Nintendo President Satoru Iwata, shown at the Kodak Theatre in Hollywood in 2006, blamed himself for the botched rollout of the company’s 3-D game device and voluntarily took a 50% pay cut. (Carlos Chavez, Los Angeles Times / May 9, 2006)

When Nintendo slashed the price of its 6-month-old 3-D game device by nearly a third (to $169.99) a few weeks ago, company President Satoru Iwata voluntarily took a 50 percent pay cut.

That wasn't the first time in history that a corporate CEO took a pay cut. But what made the event more unusual was Iwata's choice of whom to blame for the botched rollout of the Nintendo 3DS — himself.

"I feel greatly accountable for having to make the markdown shortly after the launch, for having damaged our consumers' trust, for having made a significant impact upon the financial forecasts," he stated.

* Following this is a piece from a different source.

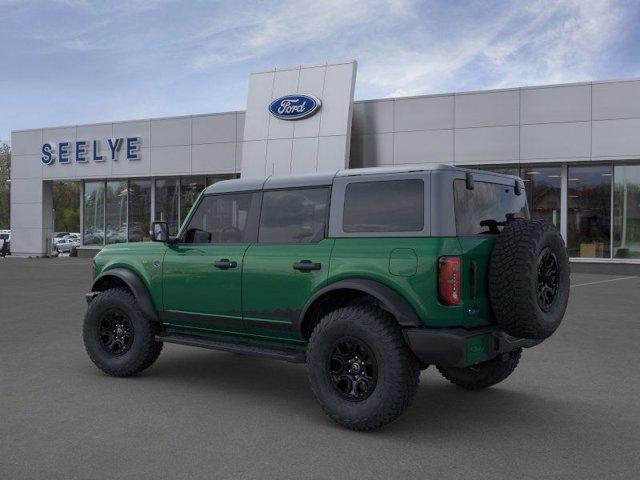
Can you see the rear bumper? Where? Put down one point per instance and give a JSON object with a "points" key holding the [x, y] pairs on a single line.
{"points": [[457, 347]]}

That was in stark contrast to the position taken by another CEO halfway around the world, when asked whether he should accept responsibility for the legal and public relations disaster facing his company by resigning.

"Nope," Rupert Murdoch replied to a British parliamentary committee investigating phone hacking by his News Corp. employees. "People I trusted have let me down. It's for them to pay. … Frankly, I'm the best person to clean this up."

Customarily, the CEO's role in a corporation comes under the spotlight once a year, during the spring proxy-issuing season. That's when their compensation is put on display. The Iwata and Murdoch cases drew public notice last month because of the press of events (the disastrous rollout of the Nintendo 3DS and the ethical scandal at Murdoch's London tabloid News of the World).

And, of course, because of the stark contrast between how the two CEOs regard their responsibilities.

But it's proper to pay attention to these issues now, because federal regulators are drawing up new rules for executive pay disclosures, and because the rules have become the focus of a new fight in Washington over how much CEOs should get paid and how that figure should be communicated to the public.

The immediate issue is a provision of the Dodd-Frank Act, the corporate and Wall Street regulatory overhaul act passed last year to address some of the financial abuses uncovered in the wake of the 2008 crash. In the year since its passage, Dodd-Frank has become a target of business leaders and conservative lawmakers who blame it for creating "uncertainty" in corporate boardrooms and, therefore, hampering job creation.

One of the fiercest attacks involves a little-noticed provision requiring that companies disclose the ratio between the average pay of all employees and that of the CEO. This ratio all but defines the issue of income inequality in the United States; over the last 30 years, according to figures from the Bureau of Labor Statistics and elsewhere cited by its author, Sen. Robert Menendez, D-N.J., it has ballooned from 42-1 to more than 300-1. In the same period, according to data compiled by economist Emmanuel Saez of the University of California at Berkeley, the richest 10 percent of U.S. income earners captured 98 percent of all income growth, and the bottom nine-tenths got 2 percent.

The disclosure provision has rankled Big Business.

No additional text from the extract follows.